Barbra suppressed a sigh.
After a moment, Grace gave in, and replied, “Because ‘A House Is Not a Home.’”
“Oh! You know what we’re heading towards? A ‘New York State of Mind.’”
A pause from Grace. “But what about ‘The Way We Were’?”
“‘Send in the Clowns,’” whispered Andrew, hushing Grace when she giggled.
This juvenile game. They thought she didn’t understand it, that after all this time she was still too fresh off the boat to know that they were mocking her, but they were wrong. Saina, of course, had been the one to start it.
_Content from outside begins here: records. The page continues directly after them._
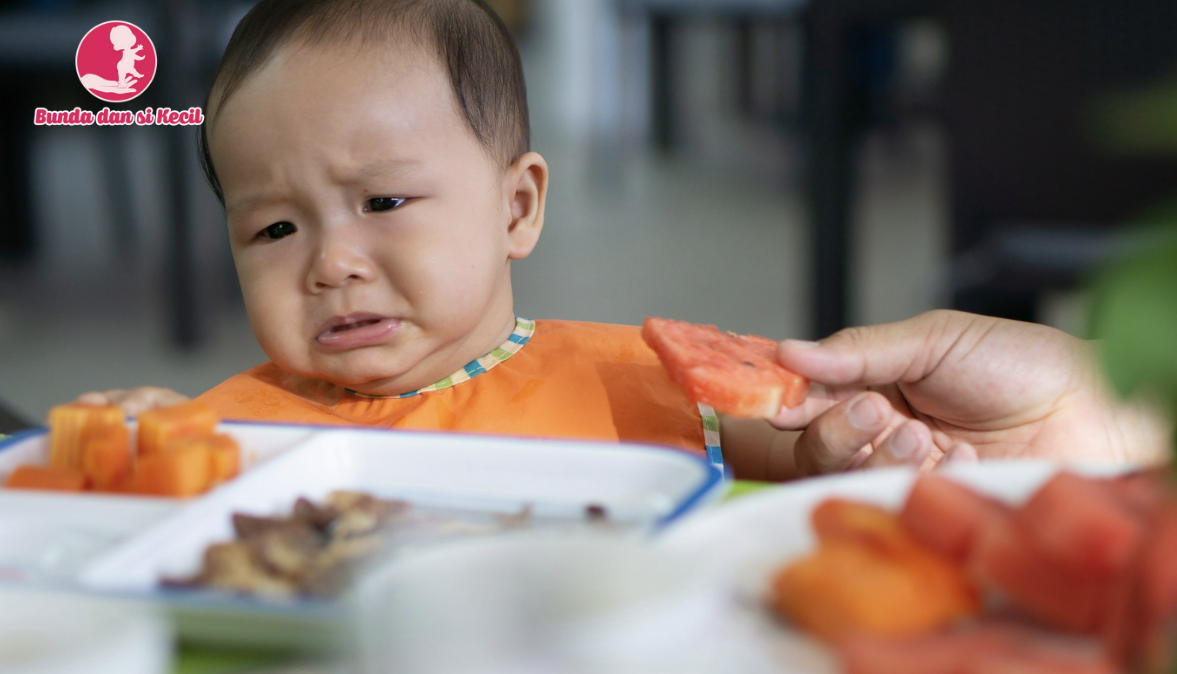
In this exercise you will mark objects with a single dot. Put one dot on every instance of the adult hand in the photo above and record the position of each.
(134, 401)
(957, 385)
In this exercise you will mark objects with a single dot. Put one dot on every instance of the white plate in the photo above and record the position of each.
(47, 632)
(737, 548)
(45, 536)
(644, 487)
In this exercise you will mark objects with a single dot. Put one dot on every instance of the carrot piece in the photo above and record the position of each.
(106, 456)
(184, 472)
(46, 478)
(160, 426)
(71, 424)
(226, 459)
(848, 588)
(871, 576)
(838, 519)
(224, 454)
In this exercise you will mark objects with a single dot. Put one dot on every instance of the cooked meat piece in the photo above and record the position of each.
(250, 526)
(517, 520)
(319, 516)
(287, 551)
(596, 513)
(232, 566)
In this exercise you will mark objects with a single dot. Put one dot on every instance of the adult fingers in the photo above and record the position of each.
(832, 440)
(900, 352)
(961, 453)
“You spell it B-A-R-B-R-A?” she’d asked, surprised. “Like Barbra Streisand?”
“Yes, from Streisand-u,” Barbra had replied, hoping that Saina wouldn’t ask any other questions. In truth, it was the first American name that had sprung to mind when she’d purchased her one-way ticket to Los Angeles from a uniformed girl her own age at the China Airlines office jammed between the noodle shops on Zhongshan Road in Taipei. The night before, when she was still Hu Yue Ling, she’d attended a university showing of The Way We Were and dreamed of Charles as Barbra Streisand and Robert Redford fell in and out of love on-screen. As she shuffled out with the crowd, crumpling up her package of shrimp chips, the boy in front of her said to his friend, “Well, Streisand-u is definitely ugly enough.” It had surprised her. Somehow you didn’t notice that she was ugly unless it was pointed out to you, ugly and determined, which Barbra herself found infinitely reassuring. Ugly, determined, and rich. A worthy namesake.